= Members of the Australian Capital Territory Legislative Assembly, 1992–1995 =

Members of the Australian Capital Territory Legislative Assembly, 1992–1995

This is a list of the members of the second parliament of the Australian Capital Territory Legislative Assembly, which operated from 1992 to 1995. It was the last to be elected under the one-electorate modified D'Hondt method, before the Territory was divided up into three electorates, as it would remain until 2016.

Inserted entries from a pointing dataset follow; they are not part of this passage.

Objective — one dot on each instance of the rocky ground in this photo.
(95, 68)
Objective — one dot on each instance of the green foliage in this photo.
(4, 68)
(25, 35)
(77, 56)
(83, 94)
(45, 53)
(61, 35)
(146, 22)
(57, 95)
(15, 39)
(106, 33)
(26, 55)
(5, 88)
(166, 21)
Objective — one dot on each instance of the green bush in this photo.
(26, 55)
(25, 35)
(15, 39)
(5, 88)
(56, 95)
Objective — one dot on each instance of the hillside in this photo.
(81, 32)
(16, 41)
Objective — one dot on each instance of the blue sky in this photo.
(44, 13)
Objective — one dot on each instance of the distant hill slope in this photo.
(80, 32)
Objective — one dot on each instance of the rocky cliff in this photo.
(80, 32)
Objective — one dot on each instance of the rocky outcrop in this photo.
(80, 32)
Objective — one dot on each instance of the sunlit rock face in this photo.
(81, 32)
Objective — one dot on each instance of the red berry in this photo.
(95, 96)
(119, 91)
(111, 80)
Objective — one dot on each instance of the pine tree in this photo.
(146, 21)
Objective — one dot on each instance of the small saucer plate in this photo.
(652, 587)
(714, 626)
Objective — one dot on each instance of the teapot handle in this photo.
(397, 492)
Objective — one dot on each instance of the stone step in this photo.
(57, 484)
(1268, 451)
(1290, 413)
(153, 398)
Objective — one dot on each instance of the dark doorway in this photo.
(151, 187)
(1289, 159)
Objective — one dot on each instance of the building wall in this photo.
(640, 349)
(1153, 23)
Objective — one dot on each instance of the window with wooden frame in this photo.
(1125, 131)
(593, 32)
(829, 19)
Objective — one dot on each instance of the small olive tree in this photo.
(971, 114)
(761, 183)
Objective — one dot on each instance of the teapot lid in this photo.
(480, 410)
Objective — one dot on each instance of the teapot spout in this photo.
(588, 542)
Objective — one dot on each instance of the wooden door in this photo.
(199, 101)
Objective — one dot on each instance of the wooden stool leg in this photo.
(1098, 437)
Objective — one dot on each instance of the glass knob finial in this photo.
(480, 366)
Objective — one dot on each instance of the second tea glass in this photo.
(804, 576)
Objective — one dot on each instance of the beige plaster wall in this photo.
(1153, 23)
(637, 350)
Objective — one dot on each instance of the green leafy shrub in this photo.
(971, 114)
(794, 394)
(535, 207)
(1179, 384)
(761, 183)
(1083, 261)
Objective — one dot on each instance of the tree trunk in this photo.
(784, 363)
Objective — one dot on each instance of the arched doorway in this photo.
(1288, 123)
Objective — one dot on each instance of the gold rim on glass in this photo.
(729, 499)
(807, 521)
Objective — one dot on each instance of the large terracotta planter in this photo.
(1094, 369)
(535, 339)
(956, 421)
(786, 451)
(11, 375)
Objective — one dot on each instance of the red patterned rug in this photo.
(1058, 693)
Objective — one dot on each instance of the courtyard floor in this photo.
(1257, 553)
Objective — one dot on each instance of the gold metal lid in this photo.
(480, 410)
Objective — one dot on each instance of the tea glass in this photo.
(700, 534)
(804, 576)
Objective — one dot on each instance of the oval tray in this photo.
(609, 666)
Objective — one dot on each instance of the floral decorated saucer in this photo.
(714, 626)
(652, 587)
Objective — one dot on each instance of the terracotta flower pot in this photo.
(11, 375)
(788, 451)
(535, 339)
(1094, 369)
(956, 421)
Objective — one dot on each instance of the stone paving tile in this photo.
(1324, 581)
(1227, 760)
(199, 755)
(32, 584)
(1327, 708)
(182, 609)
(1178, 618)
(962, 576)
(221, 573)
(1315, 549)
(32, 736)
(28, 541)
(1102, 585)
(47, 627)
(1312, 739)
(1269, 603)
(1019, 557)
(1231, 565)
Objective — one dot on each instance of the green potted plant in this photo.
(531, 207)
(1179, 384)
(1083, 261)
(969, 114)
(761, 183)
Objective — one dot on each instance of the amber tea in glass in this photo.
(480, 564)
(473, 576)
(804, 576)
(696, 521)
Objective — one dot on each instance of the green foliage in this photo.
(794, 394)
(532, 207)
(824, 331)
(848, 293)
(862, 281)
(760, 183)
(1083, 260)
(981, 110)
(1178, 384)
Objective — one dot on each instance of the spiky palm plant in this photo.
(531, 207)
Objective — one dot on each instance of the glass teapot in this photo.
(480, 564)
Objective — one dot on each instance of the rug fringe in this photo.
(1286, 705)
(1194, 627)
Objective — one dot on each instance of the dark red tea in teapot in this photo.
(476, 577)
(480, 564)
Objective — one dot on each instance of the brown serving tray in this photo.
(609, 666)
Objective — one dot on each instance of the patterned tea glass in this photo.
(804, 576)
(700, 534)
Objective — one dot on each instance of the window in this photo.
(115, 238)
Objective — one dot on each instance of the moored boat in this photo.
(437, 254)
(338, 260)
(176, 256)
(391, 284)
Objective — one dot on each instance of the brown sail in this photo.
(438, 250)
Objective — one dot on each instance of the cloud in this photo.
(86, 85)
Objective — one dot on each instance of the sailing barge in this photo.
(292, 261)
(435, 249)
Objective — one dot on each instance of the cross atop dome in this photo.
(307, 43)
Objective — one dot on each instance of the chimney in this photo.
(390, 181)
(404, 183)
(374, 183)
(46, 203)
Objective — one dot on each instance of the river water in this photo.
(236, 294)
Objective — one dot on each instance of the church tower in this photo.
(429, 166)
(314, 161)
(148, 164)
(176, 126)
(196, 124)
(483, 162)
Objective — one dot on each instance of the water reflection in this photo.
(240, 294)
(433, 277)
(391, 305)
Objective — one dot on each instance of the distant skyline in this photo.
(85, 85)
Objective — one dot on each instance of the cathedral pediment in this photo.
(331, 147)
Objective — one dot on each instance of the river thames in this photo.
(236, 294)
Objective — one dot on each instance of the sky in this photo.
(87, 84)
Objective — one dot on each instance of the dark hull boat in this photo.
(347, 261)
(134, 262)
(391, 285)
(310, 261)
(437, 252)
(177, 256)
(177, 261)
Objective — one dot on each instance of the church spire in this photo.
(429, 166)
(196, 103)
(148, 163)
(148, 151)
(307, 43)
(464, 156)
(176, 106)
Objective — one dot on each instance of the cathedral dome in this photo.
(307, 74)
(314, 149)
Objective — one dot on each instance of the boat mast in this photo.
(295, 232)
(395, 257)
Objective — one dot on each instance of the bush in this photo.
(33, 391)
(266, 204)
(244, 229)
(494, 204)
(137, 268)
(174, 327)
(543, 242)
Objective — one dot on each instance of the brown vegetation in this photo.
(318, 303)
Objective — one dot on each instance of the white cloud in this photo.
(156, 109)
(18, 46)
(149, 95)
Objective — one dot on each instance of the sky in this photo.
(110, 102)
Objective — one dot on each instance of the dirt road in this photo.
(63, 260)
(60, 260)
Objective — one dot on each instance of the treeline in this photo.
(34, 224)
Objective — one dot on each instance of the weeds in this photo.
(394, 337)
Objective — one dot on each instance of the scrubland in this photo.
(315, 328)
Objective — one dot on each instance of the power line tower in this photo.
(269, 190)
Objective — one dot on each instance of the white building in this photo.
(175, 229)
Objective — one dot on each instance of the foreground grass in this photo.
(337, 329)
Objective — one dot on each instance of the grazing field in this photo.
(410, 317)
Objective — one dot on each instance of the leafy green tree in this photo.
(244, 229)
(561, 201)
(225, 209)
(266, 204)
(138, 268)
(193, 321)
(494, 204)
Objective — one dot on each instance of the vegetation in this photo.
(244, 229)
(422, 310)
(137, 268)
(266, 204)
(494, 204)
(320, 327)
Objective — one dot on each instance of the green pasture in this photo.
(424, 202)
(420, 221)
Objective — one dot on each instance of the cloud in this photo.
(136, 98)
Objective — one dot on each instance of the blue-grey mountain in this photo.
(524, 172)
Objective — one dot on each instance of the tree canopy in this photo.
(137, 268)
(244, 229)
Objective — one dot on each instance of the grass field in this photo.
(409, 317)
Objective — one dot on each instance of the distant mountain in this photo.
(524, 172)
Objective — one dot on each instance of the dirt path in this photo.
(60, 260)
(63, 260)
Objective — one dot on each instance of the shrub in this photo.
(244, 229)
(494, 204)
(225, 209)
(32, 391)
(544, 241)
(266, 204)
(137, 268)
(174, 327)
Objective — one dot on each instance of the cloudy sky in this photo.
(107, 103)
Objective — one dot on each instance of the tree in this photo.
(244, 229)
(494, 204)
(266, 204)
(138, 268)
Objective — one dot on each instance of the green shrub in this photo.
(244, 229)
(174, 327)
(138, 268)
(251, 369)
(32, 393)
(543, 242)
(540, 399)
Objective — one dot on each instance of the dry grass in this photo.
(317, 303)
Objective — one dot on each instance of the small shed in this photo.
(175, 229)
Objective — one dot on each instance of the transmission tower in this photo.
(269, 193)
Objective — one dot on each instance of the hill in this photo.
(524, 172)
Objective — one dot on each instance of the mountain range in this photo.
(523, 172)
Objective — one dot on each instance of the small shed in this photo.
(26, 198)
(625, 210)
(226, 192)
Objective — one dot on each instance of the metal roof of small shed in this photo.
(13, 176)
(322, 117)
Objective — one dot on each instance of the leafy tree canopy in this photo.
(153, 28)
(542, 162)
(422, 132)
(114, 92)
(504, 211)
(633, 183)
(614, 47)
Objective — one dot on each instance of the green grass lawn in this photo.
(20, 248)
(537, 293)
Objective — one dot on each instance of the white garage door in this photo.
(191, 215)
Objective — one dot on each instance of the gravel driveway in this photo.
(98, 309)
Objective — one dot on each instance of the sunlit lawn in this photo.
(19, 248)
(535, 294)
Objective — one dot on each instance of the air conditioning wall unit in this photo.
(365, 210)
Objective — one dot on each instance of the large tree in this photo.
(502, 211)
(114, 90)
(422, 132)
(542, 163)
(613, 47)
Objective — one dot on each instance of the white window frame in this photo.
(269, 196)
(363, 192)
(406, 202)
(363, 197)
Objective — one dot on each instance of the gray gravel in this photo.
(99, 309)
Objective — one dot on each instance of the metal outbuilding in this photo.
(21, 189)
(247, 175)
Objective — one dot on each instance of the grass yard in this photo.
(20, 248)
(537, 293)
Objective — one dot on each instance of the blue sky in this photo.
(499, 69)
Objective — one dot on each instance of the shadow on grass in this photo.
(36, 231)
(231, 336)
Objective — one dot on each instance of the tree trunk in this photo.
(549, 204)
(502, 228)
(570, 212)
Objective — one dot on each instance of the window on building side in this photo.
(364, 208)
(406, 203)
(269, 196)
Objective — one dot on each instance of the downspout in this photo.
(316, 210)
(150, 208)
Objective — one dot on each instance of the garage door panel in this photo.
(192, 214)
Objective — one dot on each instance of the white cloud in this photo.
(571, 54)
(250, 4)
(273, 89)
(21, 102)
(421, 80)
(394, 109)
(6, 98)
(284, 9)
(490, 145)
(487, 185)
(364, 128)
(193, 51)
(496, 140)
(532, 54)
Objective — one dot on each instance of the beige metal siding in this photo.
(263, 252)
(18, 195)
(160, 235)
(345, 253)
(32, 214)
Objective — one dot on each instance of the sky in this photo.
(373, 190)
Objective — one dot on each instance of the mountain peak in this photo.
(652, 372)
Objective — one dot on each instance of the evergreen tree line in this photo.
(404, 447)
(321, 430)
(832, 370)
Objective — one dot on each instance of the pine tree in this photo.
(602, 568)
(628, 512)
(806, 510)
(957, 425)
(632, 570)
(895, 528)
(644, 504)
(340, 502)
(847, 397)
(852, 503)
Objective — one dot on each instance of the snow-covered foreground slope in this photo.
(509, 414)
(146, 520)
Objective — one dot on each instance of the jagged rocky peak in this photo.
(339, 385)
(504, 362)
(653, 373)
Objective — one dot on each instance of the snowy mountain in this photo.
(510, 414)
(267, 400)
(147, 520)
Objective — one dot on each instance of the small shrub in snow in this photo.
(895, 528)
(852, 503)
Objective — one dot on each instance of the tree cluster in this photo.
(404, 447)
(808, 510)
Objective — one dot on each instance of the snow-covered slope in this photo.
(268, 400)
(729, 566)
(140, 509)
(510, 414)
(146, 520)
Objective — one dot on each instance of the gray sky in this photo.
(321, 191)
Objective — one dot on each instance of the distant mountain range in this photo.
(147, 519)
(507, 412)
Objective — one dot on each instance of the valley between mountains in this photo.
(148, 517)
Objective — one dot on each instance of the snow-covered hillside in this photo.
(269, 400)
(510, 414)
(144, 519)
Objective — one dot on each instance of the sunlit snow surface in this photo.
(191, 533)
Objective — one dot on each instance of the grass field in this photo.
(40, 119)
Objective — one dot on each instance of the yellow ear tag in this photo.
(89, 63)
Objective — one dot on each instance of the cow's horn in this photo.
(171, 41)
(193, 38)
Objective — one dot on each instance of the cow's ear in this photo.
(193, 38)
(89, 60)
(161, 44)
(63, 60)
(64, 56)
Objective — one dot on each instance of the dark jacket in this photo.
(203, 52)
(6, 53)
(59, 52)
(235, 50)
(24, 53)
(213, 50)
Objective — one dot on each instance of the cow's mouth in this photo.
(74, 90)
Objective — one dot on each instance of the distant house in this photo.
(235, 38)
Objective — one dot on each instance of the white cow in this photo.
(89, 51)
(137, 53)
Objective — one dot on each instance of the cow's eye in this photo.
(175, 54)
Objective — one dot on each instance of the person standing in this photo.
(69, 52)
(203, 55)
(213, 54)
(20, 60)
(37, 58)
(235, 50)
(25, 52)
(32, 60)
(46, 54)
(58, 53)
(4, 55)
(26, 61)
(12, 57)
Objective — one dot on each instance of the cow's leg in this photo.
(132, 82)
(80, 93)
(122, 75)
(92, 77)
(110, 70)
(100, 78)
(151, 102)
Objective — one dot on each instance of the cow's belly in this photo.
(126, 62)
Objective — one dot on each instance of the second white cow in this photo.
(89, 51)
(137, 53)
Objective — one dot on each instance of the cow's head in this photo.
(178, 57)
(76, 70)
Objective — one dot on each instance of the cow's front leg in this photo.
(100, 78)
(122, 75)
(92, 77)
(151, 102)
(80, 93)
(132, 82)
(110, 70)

| Name | Party | Term in office |
|---|---|---|
| Wayne Berry | ALP | 1989–2008 |
| Kate Carnell | Liberal | 1992–2000 |
| Terry Connolly | ALP | 1990–1996 |
| Greg Cornwell | Liberal | 1992–2004 |
| Tony De Domenico | Liberal | 1992–1997 |
| Annette Ellis | ALP | 1992–1995 |
| Rosemary Follett | ALP | 1989–1996 |
| Ellnor Grassby | ALP | 1989–1995 |
| Gary Humphries | Liberal | 1989–2002 |
| Trevor Kaine | Liberal | 1989–2001 |
| David Lamont | ALP | 1992–1995 |
| Roberta McRae | ALP | 1992–1998 |
| Michael Moore | Moore Independents Group | 1989–2001 |
| Bill Stefaniak^{[2]} | Liberal | 1989–1992, 1994–2008 |
| Dennis Stevenson | Abolish Self-Government Coalition | 1989–1995 |
| Helen Szuty | Moore Independents Group^{[1]} | 1992–1995 |
| Lou Westende^{[2]} | Liberal | 1992–1994 |
| Bill Wood | ALP | 1989–2004 |

 Helen Szuty was elected on the Moore Independents Group ticket, but sat in the Assembly as an independent.
 Liberal member Lou Westende resigned on 25 July 1994. The vacancy was filled by Liberal Bill Stefaniak.